Transcurridos unos minutos, ya un poco más despejado, pudieron ver que ahí no había nada de nada. Solo camalotes y tacuarales a modo de paredes naturales que debían esquivar.
Hicieron apenas unos metros cuando sintieron aullar desesperadamente a un perro que nadaba apenas con la cabeza afuera, acercándose, como pidiendo ser socorrido. Imposible! -pensaron otra vez- seguramente la inundación lo arrastró y el pobre animal, ya sin fuerzas, pedía ser rescatado. Eran almas caritativas, obviamente lo pondrían a salvo
Ya al alcance de la mano de Cabecita, éste extendió sus brazos para levantarlo del agua . Sucedió lo inimaginable…
Con la penumbra del amanecer, vieron esos ojos rojos profundos, como los de un demonio, mirándolos amenazadoramente. Abrió la boca con dientes enormes y afilados, se levantó ferozmente.
Dejó el agua, subió un cuello interminable, como una tubería de barco arenero!
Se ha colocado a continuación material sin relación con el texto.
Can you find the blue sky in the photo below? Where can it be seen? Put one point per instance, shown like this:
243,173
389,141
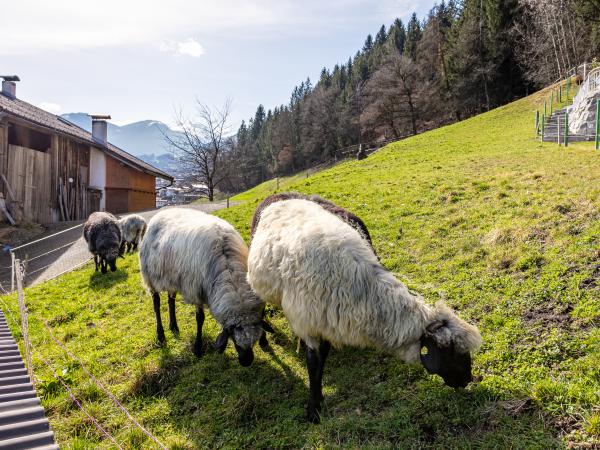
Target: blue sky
141,60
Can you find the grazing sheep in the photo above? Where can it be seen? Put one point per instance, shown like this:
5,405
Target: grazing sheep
133,228
103,235
204,259
351,219
333,291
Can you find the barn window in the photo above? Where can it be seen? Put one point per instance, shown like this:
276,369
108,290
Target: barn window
27,137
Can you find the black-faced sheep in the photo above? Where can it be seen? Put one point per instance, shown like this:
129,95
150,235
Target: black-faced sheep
103,235
333,290
351,219
204,259
133,228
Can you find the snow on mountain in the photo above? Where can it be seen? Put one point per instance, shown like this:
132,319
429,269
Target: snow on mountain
144,139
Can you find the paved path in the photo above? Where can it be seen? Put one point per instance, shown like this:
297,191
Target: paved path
45,263
23,424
Parecía una especie de anaconda con cabeza de perro peludo, negro.
¡¡Era la Mboi yaguá !!, la víbora cabeza de perro, que los indios guaraníes contaban entre sus seres mitológicos más temidos.
Al ver que el monstruo iba a atacar a Cabecita y tragárselo entero, el padrecito Antonio reaccionó pegándole un fuerte garrotazo con uno de los remos en la cabeza, haciendo unas oraciones de exorcismo para echar demonios, como parecía este bicho feo.
Mboi yaguá se volvió a sumergir en el pantano recorriendo todo su cuerpo de anaconda negra y horrible por sobre la canoa, por un tiempo que pareció interminable, atravesándola de babor a estribor.
Los pobres cristianos se arrodillaron sobre el piso, presos del terror rezando y suplicando al Señor, a la virgencita de Itatí y a todos los santos conocidos para que se fuera y no retornara a atacarlos otra vez.
Habían orado y lloriqueado sin parar hasta que el sol estuvo alto y la neblina disipada.Lo que vivieron esas pobres almas esa madrugada los marcaría para el resto de sus vidas!!
Juraron no volver a cruzar en épocas de inundación, esas que traen bichos horripilosos por doquier…
Días más tarde la bajante del río se llevó los camalotes y también a la Mboi yaguá. Al monstruo del pantano de Iguazú, no se lo volvió a ver jamás.
Los antiguos pobladores siempre escucharon historias sobre la Mboi yaguá en el selvático Mato Grosso de Brasil que conecta con el infinito Amazonas, más al norte.
Algunos contaban que tragaba terneros sin masticar, otros, que tenía como mil años. Pero ni el más incrédulo podría siquiera imaginar que la gran inundación la iba a traer hasta el pantano de Iguazú.